These findings recommend that AI chatbots can now produce creative ideas at least as well as the typical human. The authors keep in mind that they just thought about performance in a single task associated with the evaluation of creativity. The authors propose that future research study might check out how AI can be integrated into the innovative process to improve human performance.
Mika Koivisto and Simone Grassini compared 256 human participants actions with those of 3 AI chatbots (Copy.Ai, chatgpt4, and chatgpt3) to AUTs for four items– a rope, a box, a pencil, and a candle light. The authors examined the creativity of the responses by score them on semantic range (how carefully associated the action was to the items initial use) and creativity.
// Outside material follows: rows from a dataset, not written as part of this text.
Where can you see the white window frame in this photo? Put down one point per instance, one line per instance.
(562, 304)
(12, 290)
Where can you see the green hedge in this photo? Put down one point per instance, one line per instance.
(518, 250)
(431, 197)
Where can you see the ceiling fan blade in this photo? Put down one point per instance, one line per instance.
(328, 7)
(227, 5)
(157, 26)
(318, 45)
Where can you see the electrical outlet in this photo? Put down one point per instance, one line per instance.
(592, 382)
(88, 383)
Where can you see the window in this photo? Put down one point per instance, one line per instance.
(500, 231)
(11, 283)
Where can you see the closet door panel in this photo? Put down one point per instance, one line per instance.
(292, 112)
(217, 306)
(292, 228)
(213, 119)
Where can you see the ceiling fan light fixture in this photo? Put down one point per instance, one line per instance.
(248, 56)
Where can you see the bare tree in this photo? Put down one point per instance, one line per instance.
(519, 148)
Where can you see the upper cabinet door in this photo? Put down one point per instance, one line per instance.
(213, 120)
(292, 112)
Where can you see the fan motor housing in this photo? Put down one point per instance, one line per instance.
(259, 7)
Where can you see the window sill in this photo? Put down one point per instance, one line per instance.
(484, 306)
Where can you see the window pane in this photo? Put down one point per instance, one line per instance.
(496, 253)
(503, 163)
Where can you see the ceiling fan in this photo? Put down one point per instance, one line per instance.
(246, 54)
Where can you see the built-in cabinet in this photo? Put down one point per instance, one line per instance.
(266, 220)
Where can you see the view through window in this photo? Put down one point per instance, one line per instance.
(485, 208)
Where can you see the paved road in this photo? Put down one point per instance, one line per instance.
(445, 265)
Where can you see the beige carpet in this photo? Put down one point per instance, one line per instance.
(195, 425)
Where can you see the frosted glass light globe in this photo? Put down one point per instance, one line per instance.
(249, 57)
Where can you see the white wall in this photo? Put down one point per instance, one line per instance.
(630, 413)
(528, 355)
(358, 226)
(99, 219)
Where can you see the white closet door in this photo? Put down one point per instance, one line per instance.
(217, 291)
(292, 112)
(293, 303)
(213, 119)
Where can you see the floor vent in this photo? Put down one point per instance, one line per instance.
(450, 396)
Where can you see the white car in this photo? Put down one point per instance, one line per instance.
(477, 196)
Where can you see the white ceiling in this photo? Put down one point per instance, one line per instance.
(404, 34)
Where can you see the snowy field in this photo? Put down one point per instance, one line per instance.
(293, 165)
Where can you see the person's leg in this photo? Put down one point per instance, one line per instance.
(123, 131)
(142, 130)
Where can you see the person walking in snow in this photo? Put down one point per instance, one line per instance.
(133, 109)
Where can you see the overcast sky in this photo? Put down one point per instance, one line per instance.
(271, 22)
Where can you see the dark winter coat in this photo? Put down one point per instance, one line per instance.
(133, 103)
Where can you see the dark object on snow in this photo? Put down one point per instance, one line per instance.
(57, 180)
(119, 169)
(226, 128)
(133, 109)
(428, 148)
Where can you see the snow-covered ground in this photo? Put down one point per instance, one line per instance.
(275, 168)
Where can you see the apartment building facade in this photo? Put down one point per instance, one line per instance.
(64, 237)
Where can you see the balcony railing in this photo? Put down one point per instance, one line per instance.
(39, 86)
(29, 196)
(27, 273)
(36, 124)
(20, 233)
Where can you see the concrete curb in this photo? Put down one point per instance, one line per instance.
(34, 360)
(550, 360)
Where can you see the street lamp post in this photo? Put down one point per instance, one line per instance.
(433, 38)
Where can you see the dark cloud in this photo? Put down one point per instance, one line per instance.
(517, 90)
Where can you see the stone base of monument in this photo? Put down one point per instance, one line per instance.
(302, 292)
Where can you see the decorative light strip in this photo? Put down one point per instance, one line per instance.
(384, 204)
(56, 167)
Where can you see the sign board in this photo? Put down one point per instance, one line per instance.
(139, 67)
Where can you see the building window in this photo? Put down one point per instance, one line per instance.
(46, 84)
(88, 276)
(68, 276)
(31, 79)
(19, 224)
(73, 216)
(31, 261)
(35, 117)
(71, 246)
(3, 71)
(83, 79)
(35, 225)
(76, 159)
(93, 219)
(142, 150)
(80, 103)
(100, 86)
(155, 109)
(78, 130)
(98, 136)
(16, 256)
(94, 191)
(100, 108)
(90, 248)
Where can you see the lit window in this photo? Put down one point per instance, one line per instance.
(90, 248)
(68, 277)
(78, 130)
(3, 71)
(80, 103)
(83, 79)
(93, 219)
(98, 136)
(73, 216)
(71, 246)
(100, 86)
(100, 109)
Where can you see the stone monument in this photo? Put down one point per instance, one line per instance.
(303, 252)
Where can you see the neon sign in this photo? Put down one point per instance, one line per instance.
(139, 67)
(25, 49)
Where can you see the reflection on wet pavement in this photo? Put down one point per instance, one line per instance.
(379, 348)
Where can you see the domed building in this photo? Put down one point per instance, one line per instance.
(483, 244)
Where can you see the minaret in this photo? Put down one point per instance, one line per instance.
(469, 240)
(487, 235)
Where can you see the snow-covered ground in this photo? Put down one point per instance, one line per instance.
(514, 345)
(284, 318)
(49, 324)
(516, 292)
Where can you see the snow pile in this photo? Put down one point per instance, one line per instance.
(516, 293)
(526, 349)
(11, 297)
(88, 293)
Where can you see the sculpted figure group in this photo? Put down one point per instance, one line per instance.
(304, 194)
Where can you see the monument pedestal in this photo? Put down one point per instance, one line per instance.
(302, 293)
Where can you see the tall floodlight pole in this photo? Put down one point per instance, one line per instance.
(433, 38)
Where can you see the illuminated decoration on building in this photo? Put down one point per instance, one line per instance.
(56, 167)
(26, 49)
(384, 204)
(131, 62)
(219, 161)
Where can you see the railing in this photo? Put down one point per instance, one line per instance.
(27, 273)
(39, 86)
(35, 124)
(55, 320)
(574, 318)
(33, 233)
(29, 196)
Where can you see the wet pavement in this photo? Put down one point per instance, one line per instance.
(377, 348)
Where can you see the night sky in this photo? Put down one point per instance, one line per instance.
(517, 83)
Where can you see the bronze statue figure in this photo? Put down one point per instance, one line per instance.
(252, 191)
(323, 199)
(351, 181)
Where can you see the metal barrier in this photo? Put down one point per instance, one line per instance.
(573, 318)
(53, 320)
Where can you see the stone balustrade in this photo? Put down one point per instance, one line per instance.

A computational technique was used to measure semantic range on a scale from 0 to 2, whilst human critics, blind to the originators of the actions, subjectively ranked creativity from 1 to 5. Usually, the chatbot-generated responses scored significantly greater than the human reactions for both semantic distance (0.95 vs. 0.91) and imagination (2.91 vs. 2.47).
The human reactions had a far greater variety in both measures– the minimum scores were much lower than for the AI reactions, however the optimum ratings were usually higher. The very best human action outshined each chatbots finest reaction in seven out of 8 scoring categories.
These findings recommend that AI chatbots can now generate creative concepts at least along with the typical human. The authors keep in mind that they only thought about efficiency in a single task associated with the assessment of creativity. The authors propose that future research could check out how AI can be incorporated into the imaginative process to improve human efficiency.
Referral: “Best human beings still surpass expert system in an innovative divergent thinking task” by Mika Koivisto and Simone Grassini, 14 September 2023, Scientific Reports.DOI: 10.1038/ s41598-023-40858-3.
The research study was funded by the University of Bergen.
A recent study indicates that AI chatbots might excel over the typical human in creative thinking jobs, such as suggesting alternative usages for everyday things. However, top-performing people still surpassed the very best chatbot leads to these jobs.
A recent research study published in the journal Scientific Reports recommends that big language model (LLM) AI chatbots might excel beyond the typical human in innovative jobs, like brainstorming alternate usages for typical items– a reflection of divergent thinking. Nevertheless, people who scored the greatest in these tasks still went beyond the top-performing chatbot results.
Divergent thinking is a kind of believed procedure frequently linked with imagination, highlighting the generation of various ideas or options for a particular task.
It is frequently examined with the Alternate Uses Task (AUT), in which participants are asked to come up with as lots of alternative uses for a daily things as possible within a brief time period. The responses are scored for four various classifications: fluency, flexibility, elaboration, and originality.